All by itself, your husbands drinking sounds like it could be enough to undermine your marriage. It is very difficult if not impossible to get someone else to limit their drinking or stop drinking entirely. If it is possible at all to do this, what would work would be a loving approach rather than an attacking one. If you nag him to stop drinking or yell at him to stop drinking, he will likely get defensive. If the quality of your relationship improves enough so that you can have a heart to heart and express your concern about his drinking and how it makes things so difficult for you, you might have a (slim) chance. It is perhaps worth trying, anyway.

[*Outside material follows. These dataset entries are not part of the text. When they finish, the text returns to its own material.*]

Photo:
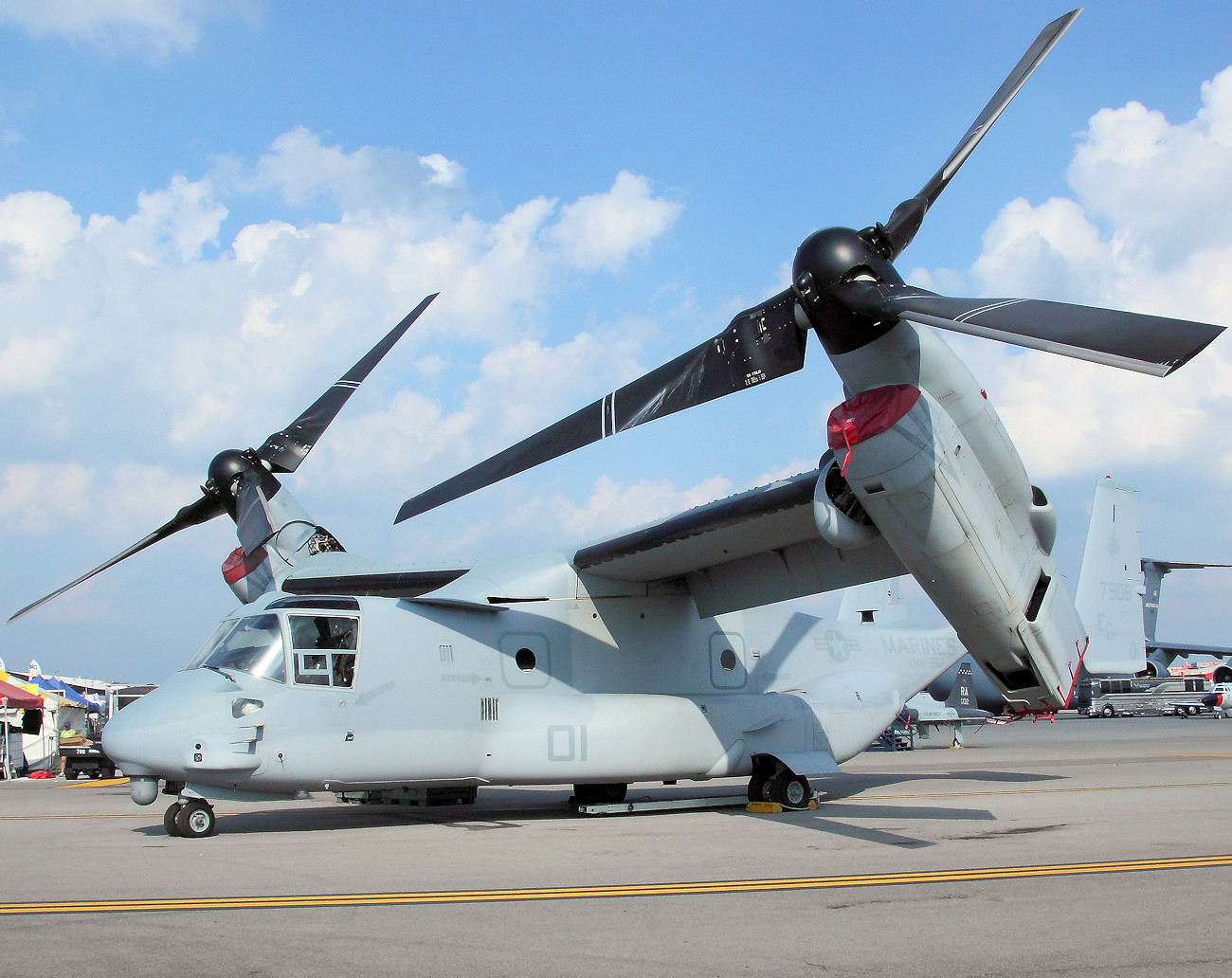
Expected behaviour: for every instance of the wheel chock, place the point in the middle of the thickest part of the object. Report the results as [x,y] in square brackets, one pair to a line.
[774,808]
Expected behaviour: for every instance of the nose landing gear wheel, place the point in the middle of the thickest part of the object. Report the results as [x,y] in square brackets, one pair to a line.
[169,818]
[195,819]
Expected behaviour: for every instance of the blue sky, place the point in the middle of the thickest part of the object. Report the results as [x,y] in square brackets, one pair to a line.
[209,209]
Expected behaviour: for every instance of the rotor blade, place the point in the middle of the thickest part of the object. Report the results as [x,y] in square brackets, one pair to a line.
[195,513]
[1147,344]
[760,344]
[907,217]
[284,450]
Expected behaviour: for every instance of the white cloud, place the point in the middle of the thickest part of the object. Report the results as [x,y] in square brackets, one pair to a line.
[35,229]
[27,364]
[369,180]
[149,335]
[147,27]
[604,229]
[38,498]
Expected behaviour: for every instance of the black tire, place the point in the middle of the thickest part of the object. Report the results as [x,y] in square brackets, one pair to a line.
[169,819]
[600,793]
[788,789]
[196,819]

Working to express affection rather than disdain for your husband is part of working on saving your marriage. However, it isn’t clear what you want, maybe even to you. You give two reasons why you need to stay with him (e.g., that you can’t afford to be on your own, and that it would hurt your youngest child to be apart from his father), but neither of them has anything to do with your feelings for him. Maybe those feelings are gone and died, or maybe they are just temporarily suppressed given the tension you’re experiencing. Even if you don’t love this man, it may be worthwhile to act as though you do for a time and work on drawing a healthy relationship boundary around yourselves anyway. You may find that your interest in the man becomes renewed, especially if he responds to your allying yourself with him by becoming an easier person to be with. Even if that particular positive outcome doesn’t occur, you might find that there is more peace in your house anyway, which would be a benefit. You can always divorce him later.